Au lieu de cela, je vais me concentrer sur les devises, ce que j’étudie la majeure partie du temps actuellement, et discuter des mérites relatifs des deux devises dites « refuge », le franc suisse (CHF) et le yen japonais (JPY). Ils ont tous deux été affectés par le sentiment du risque global ces dernières années, car leurs banques centrales n’ont pas changé de position depuis des années (la Banque nationale suisse à partir de janvier 2015, la Banque du Japon à partir de 1995, plus ou moins).

Maintenant, bien que je pense que nous allons commencer à voir une « divergence de politique monétaire » entre les deux, alors que la Banque nationale suisse (BNS) suit la Banque centrale européenne (BCE) et commence à normaliser ses taux d’intérêt, qui sont les plus bas de l’histoire. La Banque du Japon (BoJ) n’a toutefois pas encore manifesté d’intérêt ou d’intention d’apporter des changements à sa politique. Selon moi, cette divergence pourrait faire grimper fortement le CHF/JPY dans les mois à venir.

La BNS suit la BCE

Les fonctionnaires de la BCE n’ont pas caché leur désir de commencer à normaliser leur politique. Personne ne se demande si cela devrait arriver, simplement quand et à quelle vitesse. Le consensus semble être un début de hausse des taux en juillet. Le marché escompte environ 100 pb de hausses cette année, portant le taux de dépôt à +0,50 %.

Dès le début de la zone euro, la BNS a suivi les mouvements des taux de la BCE. Cela est devenu problématique en 2011 lorsque l’EUR/CHF a commencé à baisser (le CHF est devenu surévalué par rapport à l’EUR, la devise du principal partenaire commercial de la Suisse). Cela s’est terminé avec la fin du plancher EUR/CHF en 2015, lorsque la Suisse a fixé son taux directeur à -0,75 %, le taux d’intérêt le plus bas de l’histoire.

Maintenant, l’inflation dépasse l’objectif de 2 % de la BNS. La BNS a le choix : permettre à l’EUR/CHF de continuer à baisser, réduisant ainsi l’inflation importée (particulièrement importante lorsque l’énergie importée est à l’origine d’une grande partie de la hausse de l’inflation) ou resserrer sa politique monétaire. La dernière fois que l’inflation a atteint ce niveau en Suisse, le taux directeur de la BNS était d’environ 2,75 %, et non de -0,75 %.

Thomas Jordan, le président de la BNS, s’est déclaré préoccupé par cette question.
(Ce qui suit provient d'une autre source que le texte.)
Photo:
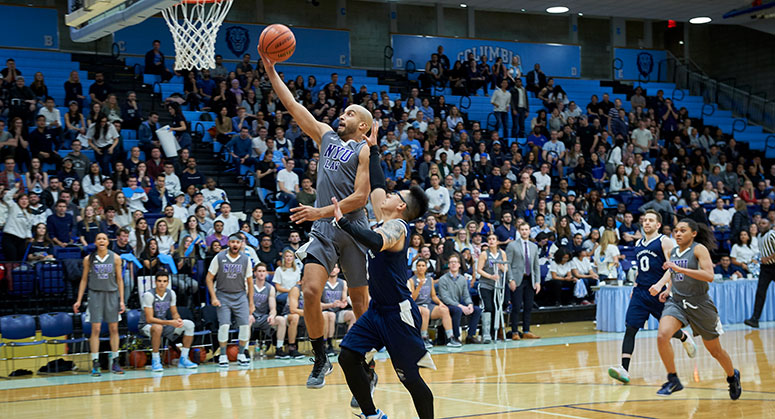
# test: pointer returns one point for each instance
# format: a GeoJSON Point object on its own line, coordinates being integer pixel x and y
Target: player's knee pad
{"type": "Point", "coordinates": [244, 333]}
{"type": "Point", "coordinates": [223, 333]}
{"type": "Point", "coordinates": [349, 358]}
{"type": "Point", "coordinates": [188, 328]}
{"type": "Point", "coordinates": [628, 344]}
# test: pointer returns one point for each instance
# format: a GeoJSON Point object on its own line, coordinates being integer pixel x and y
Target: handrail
{"type": "Point", "coordinates": [387, 54]}
{"type": "Point", "coordinates": [460, 103]}
{"type": "Point", "coordinates": [614, 67]}
{"type": "Point", "coordinates": [734, 124]}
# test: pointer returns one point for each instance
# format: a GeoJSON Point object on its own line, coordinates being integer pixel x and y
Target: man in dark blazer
{"type": "Point", "coordinates": [524, 280]}
{"type": "Point", "coordinates": [536, 79]}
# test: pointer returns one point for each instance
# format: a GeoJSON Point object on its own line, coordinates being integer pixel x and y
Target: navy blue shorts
{"type": "Point", "coordinates": [641, 306]}
{"type": "Point", "coordinates": [379, 328]}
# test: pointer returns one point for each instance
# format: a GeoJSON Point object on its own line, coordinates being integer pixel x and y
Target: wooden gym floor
{"type": "Point", "coordinates": [563, 375]}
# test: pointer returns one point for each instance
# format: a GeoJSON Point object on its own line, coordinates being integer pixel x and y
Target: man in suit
{"type": "Point", "coordinates": [524, 280]}
{"type": "Point", "coordinates": [536, 79]}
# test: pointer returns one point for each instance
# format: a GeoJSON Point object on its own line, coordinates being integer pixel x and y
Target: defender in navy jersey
{"type": "Point", "coordinates": [393, 319]}
{"type": "Point", "coordinates": [651, 252]}
{"type": "Point", "coordinates": [343, 173]}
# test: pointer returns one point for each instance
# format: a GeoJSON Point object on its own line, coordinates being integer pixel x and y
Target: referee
{"type": "Point", "coordinates": [767, 275]}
Cette semaine, il a déclaré qu’il voyait des prix suisses stables malgré les chocs, mais que « la BNS veillera à maintenir la stabilité des prix. » Il n’a pas dit quelles mesures la BNS pourrait prendre. Cependant, si la BCE commence à relever ses taux en juillet, comme on s’y attend généralement, il est probable que la BNS le fera à la réunion suivante, en septembre.

BoJ : en attente ad vitam aeternam

Quelque chose de similaire se passe au Japon, où l’inflation globale en avril a été mesurée à 2,5 % en glissement annuel, la première fois depuis 199 où elle a été supérieure à l’objectif d’inflation de 2 % de la BoJ sans augmentation de la taxe à la consommation (à l’exception de trois mois en 2008).
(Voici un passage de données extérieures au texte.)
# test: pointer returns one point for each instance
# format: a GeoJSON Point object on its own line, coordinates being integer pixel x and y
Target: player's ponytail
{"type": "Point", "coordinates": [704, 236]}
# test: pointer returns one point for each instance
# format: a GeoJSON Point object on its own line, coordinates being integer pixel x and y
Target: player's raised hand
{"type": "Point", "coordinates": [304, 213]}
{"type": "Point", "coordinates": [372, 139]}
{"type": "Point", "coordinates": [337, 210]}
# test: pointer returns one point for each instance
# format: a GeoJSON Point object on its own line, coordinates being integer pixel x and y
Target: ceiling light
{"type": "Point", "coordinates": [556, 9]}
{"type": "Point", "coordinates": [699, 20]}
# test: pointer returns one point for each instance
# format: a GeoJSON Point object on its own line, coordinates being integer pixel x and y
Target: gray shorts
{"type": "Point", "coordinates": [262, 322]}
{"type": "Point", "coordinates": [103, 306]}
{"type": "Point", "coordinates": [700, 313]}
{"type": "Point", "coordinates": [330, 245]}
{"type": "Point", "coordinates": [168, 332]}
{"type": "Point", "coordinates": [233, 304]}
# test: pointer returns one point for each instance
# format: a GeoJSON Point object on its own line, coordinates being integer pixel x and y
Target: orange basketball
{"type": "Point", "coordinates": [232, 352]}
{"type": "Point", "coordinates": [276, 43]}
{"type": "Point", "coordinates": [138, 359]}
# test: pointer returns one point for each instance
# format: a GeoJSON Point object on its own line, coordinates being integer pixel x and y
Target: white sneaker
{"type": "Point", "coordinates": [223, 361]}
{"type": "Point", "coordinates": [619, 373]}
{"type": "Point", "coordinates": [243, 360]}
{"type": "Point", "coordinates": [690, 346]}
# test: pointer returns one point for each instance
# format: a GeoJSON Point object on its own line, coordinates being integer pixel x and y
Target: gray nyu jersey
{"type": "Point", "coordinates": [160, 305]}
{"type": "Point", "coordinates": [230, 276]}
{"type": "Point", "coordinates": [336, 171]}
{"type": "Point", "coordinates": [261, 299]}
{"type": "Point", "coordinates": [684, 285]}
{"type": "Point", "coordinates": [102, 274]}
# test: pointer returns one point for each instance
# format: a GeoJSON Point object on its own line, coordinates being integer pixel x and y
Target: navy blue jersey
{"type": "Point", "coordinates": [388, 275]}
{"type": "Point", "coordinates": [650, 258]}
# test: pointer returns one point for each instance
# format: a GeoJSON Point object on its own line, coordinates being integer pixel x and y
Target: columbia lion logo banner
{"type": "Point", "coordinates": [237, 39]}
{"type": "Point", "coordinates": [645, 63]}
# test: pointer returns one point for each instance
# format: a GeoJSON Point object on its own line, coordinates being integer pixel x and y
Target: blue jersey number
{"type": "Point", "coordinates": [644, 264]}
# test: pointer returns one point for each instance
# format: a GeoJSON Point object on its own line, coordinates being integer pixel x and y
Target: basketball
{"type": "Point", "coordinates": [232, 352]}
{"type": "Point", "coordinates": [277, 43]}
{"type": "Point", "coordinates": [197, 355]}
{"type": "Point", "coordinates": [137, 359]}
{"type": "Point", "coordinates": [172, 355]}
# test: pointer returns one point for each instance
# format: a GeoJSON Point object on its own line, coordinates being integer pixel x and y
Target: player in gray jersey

Cependant, la réaction du Conseil de politique monétaire de la BoJ est très différente. Le résumé des opinions de leur réunion d’avril n’a pas relevé un seul commentaire sur les dangers de la hausse de l’inflation. Au contraire, les membres sont toujours préoccupés par le fait que tant que l’écart de production persistera, l’inflation au-dessus des objectifs ne sera probablement que temporaire.
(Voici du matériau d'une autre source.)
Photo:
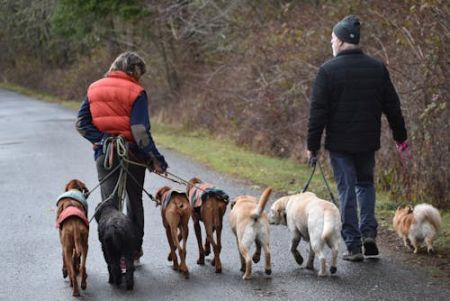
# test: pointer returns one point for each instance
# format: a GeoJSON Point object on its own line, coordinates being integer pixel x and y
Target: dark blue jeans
{"type": "Point", "coordinates": [354, 178]}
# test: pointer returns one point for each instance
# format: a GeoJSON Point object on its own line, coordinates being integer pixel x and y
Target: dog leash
{"type": "Point", "coordinates": [324, 179]}
{"type": "Point", "coordinates": [405, 158]}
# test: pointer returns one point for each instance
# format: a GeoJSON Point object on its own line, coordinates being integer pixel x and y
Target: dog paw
{"type": "Point", "coordinates": [298, 258]}
{"type": "Point", "coordinates": [201, 261]}
{"type": "Point", "coordinates": [256, 258]}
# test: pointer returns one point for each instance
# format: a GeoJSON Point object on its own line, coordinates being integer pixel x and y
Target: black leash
{"type": "Point", "coordinates": [324, 179]}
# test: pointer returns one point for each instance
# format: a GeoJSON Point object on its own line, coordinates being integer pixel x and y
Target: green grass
{"type": "Point", "coordinates": [285, 176]}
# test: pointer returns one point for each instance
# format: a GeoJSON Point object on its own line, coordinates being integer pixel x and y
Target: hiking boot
{"type": "Point", "coordinates": [370, 246]}
{"type": "Point", "coordinates": [123, 265]}
{"type": "Point", "coordinates": [353, 255]}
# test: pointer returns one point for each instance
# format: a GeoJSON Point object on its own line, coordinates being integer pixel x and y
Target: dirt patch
{"type": "Point", "coordinates": [437, 265]}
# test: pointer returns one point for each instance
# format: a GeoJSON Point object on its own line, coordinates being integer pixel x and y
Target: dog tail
{"type": "Point", "coordinates": [262, 203]}
{"type": "Point", "coordinates": [78, 248]}
{"type": "Point", "coordinates": [427, 213]}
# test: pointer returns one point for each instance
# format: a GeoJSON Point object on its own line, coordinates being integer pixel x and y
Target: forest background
{"type": "Point", "coordinates": [243, 69]}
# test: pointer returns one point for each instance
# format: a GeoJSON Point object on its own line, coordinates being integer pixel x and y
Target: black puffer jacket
{"type": "Point", "coordinates": [350, 93]}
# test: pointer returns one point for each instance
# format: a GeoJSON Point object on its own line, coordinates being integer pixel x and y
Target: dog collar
{"type": "Point", "coordinates": [76, 195]}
La présidente de la BCE, Christine Lagarde, a récemment déclaré, en ce qui concerne la politique européenne et américaine : « Comparer nos politiques monétaires respectives, c’est comparer les pommes et les oranges. Les politiques que nous appliquons ne se rapportent pas du tout aux mêmes situations économiques » On pourrait en dire autant du Japon et de la Suisse – ou, d’ailleurs, du Japon et de pratiquement tous les autres pays.

En conséquence, il n’est pas difficile de repérer l’intrus sur ce graphique.

Si vous étiez un gestionnaire de fonds spéculatifs pensant emprunter de l’argent à court terme et l’investir quelque part, quelle devise utiliseriez-vous ? Quelle devise offre le moins de chances de se faire prendre par une hausse inattendue des taux ? Vous n’avez doit qu’à une seule supposition. Je m’attends à ce qu’à mesure que les taux d’intérêt mondiaux augmenteront, nous entendions de plus en plus parler de la relance du « carry trade du yen », qui a financé la spéculation mondiale à la fin des années 1990. À l’heure actuelle, tant l’EUR que le CHF ont des coûts de financement inférieurs et peuvent donc être de meilleures options, mais je m’attends à ce que cela change au cours des prochains mois.

Les variations quotidiennes en USD/CHF et en USD/JPY sont encore assez étroitement corrélées. Je pense que cela pourrait changer à mesure que la BNS se rapprochera de la modification de sa politique monétaire – ou du moins à mesure que la spéculation augmentera au sujet d’un changement de politique de la BNS. Pendant ce temps, la BoJ n’a même pas encore commencé à « penser à envisager de » changer de politique, pour utiliser la célèbre ligne du président de la Fed, Jerome Powell.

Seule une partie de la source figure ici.